Fazıl toplumun karşısında bir durum olarak insanın ve toplumun kendini tahakkuk ettirememesinin ortaya çıkardığı durumu ifade etmek için “Fuzzy toplum” dedik. Fuzzy Toplum ifadesi İhsan Fazlıoğlu’ndan mülhem. Birlikte dinleyelim: “Hep bir öngörme meselemiz var, önümüzü görmek istiyoruz, yönümüzü görmek istiyoruz. Dolayısıyla düzene ihtiyacımız var, düzen yoksa çünkü güzergâh yoktur. Gidecek yer belli değildir bir belirsizlik, müphemiyet içerisinde puslu, zaten tam da modern dünya bu. Fuzzy toplum, yani bulanık, puslu bir toplum. Her şey puslu, kelimelerimiz puslu, yargılarımız puslu, ahlakımız puslu, ilişkiler puslu, karmakarışık, çorba; böyle bir ortamı manipüle etmek çok kolay. Yön yok çünkü. Onun için Kuran-ı Kerim’de en çok vurgulan şey “sırat-ı müstakim”. İstikameti olan yol… Bir güzergâhının olması gerekir.” (Ahlâk-ı Alâî Okumaları -9)
Fuzzy insan-toplum; müphemlik, belirsizlik ve karmaşanın ifadesi olarak, yolunu yitirmiş insanı ve toplumu, yolsuzluk ve yönsüzlük içinde kaybolmaya mahkûm etmiştir. Bugün; insanı, toplumu ve dünyayı anlayabilmek için modern toplumun; “yeni insanı”nı getirdiği bu noktayı anlayabilmemiz gerekiyor. İnsan yaşamın içinde her dem kendini tahakkuk ettirmek için fazileti ortaya koymak zorundadır. Fazıl insan-toplum; ne/reden geldim, nere/deyim, nereye gidiyorum sorularına sahih cevaplar vererek, bir y/ol ortaya koyacak, insan olmaklık yolunda, var oluş imkânı bulacak ve bu şekilde kendini ve toplumu erdeme ulaştıracaktır. Aksi takdirde; insanın kendini aşarak, fazlalıkları ile faziletini ortaya koyamadığı, insan olma imkânından mahrum kaldığı ortam; bir eksiklik, bir müphemlik ve karışıklık olarak insanı belirsizliğe sürükleyecektir. İnsanın insanlığında eksikliğe sebebiyet verecek, fazilet yerini tam da erdemsizliğin, kötülüğün, çirkinliğin ve yanlışın rezaletinde bir hayata, rezilete bırakacaktır.

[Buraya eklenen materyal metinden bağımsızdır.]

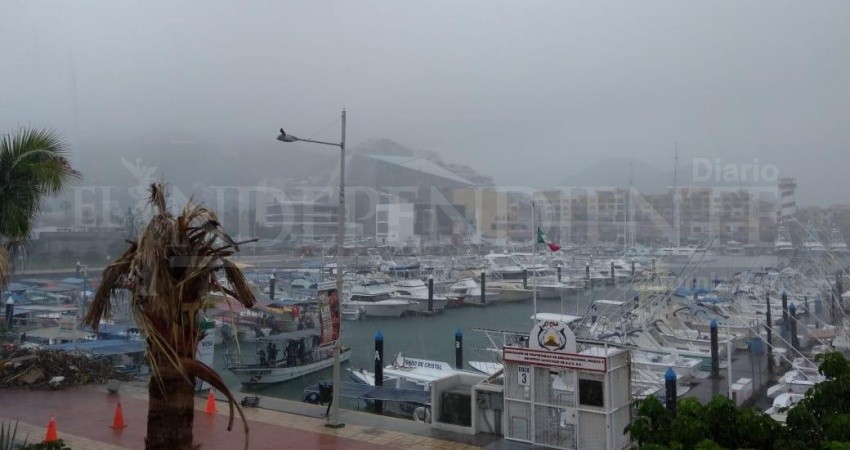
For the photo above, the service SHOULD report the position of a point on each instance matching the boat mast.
(676, 198)
(534, 235)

Erdemli insan ve toplumun oluşturulamadığı yerde bugün Fuzzy insan ve Fuzzy toplum ortaya çıkmıştır. Fuzzy toplum; insanı mutlu ve mutmain olmaktan uzaklaştırarak, belirsizliklerin ve kaosun boşluğuna mahkûm ederek, bugününden emin olamayan, yarınını kestiremeyen ve geleceğe dair hep bir endişe/kaygı taşıyan hali ile yolunu, yönünü ve güzergâhını şaşırmış, ne yapacağını, hangi yöne gideceğini bilememektedir.